-
Notifications
You must be signed in to change notification settings - Fork 25.7k
Description
🐛 Bug
torch.nn.functional.grid_sample(input, grid, mode='bilinear', padding_mode='zeros', align_corners=None) returns corrupted tensor when grid.max() and grid.min() has very different value on GPU.
"Corrupted" meaning: attempt to read the returned tensor, such as printing the tensor will result in: RuntimeError: CUDA error: an illegal memory access was encountered.
The issue goes away when I clamp the values of grid to [-2, 2].
Maybe related to #24823.
To Reproduce
An example is that when grid.min() == -10059144 grid.max()==67680944, the returned tensor will have the behavior described above. And the issue disappears if I clamp grid to [-2, 2].

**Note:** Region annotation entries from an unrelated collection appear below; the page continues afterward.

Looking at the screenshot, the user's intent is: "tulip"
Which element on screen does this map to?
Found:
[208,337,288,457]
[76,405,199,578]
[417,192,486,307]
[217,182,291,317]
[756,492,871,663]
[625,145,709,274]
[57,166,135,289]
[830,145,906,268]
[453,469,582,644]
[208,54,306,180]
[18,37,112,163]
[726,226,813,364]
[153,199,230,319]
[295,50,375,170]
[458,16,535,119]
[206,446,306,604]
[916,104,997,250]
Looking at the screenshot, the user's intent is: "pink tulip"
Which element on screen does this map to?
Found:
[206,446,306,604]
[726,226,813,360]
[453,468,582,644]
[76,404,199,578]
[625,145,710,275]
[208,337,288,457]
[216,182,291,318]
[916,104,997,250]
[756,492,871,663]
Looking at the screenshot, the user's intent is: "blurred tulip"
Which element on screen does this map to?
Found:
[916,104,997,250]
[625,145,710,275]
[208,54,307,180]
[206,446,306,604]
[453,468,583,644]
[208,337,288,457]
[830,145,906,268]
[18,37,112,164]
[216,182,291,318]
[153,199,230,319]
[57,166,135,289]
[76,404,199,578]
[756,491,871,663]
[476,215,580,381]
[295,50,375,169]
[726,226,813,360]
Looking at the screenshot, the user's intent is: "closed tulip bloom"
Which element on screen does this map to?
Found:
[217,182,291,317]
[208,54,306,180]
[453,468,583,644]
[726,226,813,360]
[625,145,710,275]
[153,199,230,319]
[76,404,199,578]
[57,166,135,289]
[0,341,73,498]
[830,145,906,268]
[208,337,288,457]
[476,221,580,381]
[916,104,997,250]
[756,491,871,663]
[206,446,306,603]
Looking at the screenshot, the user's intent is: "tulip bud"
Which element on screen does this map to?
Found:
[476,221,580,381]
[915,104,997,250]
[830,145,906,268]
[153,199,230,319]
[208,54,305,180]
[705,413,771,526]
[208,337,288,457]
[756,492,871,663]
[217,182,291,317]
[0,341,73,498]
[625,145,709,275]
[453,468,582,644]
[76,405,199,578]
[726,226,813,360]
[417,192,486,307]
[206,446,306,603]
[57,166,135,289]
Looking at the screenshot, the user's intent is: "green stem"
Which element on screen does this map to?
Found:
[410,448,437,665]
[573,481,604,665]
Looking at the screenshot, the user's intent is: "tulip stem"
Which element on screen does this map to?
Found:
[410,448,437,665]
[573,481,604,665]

Example that can produce the error, minimized as much as I can:
import torch
input_tensor = torch.rand(1, 1, 480, 640).cuda()

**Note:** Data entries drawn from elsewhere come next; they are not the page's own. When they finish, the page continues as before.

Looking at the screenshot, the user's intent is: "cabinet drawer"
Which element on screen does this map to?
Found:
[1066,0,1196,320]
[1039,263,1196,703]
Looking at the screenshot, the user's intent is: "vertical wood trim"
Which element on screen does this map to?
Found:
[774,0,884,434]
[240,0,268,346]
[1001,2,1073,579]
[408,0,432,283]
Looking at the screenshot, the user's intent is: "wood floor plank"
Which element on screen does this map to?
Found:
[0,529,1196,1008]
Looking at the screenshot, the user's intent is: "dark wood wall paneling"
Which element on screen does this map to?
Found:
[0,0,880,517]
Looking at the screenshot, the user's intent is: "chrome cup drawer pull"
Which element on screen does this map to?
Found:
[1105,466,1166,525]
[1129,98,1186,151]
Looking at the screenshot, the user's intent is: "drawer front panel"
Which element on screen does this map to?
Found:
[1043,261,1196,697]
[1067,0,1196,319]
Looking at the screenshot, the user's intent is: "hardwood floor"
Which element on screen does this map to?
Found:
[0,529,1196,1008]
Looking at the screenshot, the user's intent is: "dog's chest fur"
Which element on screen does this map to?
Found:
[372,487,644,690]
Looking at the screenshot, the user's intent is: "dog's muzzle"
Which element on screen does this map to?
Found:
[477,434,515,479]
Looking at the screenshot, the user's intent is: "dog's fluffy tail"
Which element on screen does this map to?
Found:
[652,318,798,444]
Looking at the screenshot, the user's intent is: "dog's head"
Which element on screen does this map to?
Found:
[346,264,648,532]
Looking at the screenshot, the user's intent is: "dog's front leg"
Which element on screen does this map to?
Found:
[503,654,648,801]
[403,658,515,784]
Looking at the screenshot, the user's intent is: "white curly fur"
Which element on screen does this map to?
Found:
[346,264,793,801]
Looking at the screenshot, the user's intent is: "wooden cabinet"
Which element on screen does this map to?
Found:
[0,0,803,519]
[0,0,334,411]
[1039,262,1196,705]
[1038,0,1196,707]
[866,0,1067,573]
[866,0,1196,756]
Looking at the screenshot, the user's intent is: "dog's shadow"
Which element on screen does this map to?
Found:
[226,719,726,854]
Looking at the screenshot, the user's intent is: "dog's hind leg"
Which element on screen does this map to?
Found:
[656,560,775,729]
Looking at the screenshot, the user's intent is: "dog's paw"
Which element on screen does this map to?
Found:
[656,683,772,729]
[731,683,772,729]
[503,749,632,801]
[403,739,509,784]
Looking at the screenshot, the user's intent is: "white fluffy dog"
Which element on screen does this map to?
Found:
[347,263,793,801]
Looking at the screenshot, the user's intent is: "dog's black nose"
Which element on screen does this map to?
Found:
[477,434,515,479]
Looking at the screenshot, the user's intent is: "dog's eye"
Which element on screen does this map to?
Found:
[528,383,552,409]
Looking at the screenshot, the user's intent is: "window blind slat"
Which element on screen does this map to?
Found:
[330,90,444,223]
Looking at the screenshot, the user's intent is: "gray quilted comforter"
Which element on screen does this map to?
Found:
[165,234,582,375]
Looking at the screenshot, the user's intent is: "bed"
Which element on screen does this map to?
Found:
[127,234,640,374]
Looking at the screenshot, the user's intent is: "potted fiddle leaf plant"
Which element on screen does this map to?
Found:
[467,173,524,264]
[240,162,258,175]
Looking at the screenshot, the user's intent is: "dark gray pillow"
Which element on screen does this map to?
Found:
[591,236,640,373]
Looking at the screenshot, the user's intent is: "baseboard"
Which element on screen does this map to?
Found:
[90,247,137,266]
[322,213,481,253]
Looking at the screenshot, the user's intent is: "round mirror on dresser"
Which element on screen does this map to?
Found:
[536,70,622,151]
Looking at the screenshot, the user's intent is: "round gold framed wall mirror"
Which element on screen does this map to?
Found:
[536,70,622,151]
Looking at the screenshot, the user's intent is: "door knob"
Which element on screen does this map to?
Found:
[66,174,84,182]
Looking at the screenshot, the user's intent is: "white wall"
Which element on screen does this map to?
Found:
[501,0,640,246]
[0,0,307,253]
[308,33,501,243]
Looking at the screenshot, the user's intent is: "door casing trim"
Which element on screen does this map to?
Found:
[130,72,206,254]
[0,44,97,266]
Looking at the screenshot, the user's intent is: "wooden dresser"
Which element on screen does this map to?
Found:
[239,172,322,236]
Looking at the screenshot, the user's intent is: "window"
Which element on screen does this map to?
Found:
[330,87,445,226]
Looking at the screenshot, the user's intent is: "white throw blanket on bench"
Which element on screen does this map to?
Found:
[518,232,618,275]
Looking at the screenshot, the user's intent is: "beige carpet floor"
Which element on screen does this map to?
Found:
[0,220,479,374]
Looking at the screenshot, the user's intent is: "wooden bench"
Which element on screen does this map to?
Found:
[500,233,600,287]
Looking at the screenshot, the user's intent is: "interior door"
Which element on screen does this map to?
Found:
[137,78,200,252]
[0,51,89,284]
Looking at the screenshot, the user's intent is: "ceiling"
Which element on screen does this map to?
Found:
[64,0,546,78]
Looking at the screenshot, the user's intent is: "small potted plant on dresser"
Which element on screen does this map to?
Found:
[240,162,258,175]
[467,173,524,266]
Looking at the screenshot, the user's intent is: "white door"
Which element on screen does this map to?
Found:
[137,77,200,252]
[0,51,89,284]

coords = torch.FloatTensor([[-10059144, 67680944], [67680944, 67680944]]).unsqueeze(0).unsqueeze(0).repeat(1, 1, 1, 1).cuda()
result = torch.nn.functional.grid_sample(input_tensor, coords)
print(result)
> python3 prod.py
/usr/lib/python3.8/site-packages/torch/nn/functional.py:2705: UserWarning: Default grid_sample and affine_grid behavior has changed to align_corners=False since 1.3.0. Please specify align_corners=True if the old behavior is desired. See the documentation of grid_sample for details.
warnings.warn("Default grid_sample and affine_grid behavior has changed "
THCudaCheck FAIL file=/build/python-pytorch/src/pytorch-1.4.0-opt-cuda/aten/src/THC/THCReduceAll.cuh line=327 error=700 : an illegal memory access was encountered
Traceback (most recent call last):
File "prod.py", line 8, in <module>
print(result)
File "/usr/lib/python3.8/site-packages/torch/tensor.py", line 159, in __repr__
return torch._tensor_str._str(self)
File "/usr/lib/python3.8/site-packages/torch/_tensor_str.py", line 311, in _str
tensor_str = _tensor_str(self, indent)
File "/usr/lib/python3.8/site-packages/torch/_tensor_str.py", line 209, in _tensor_str
formatter = _Formatter(get_summarized_data(self) if summarize else self)
File "/usr/lib/python3.8/site-packages/torch/_tensor_str.py", line 87, in __init__
nonzero_finite_vals = torch.masked_select(tensor_view, torch.isfinite(tensor_view) & tensor_view.ne(0))
RuntimeError: cuda runtime error (700) : an illegal memory access was encountered at /build/python-pytorch/src/pytorch-1.4.0-opt-cuda/aten/src/THC/THCReduceAll.cuh:327
Expected behavior
grid_sample should not cause illegal memory access error no matter what is the input.
Environment
PyTorch version: 1.4.0
Is debug build: No
CUDA used to build PyTorch: 10.2
OS: Arch Linux
GCC version: (Arch Linux 9.3.0-1) 9.3.0
CMake version: version 3.17.0
Python version: 3.8
Is CUDA available: Yes
CUDA runtime version: 10.2.89
GPU models and configuration:
GPU 0: GeForce RTX 2080 Ti
GPU 1: GeForce RTX 2080 Ti
Nvidia driver version: 440.59
cuDNN version: /usr/lib/libcudnn.so.7.6.5
Versions of relevant libraries:
[pip3] numpy==1.18.2
[pip3] torch==1.4.0
[pip3] torchvision==0.5.0
[conda] Could not collect
Additional context
The pytorch is installed on archlinux inside nvidia-container-toolkit. The host machine is debian buster.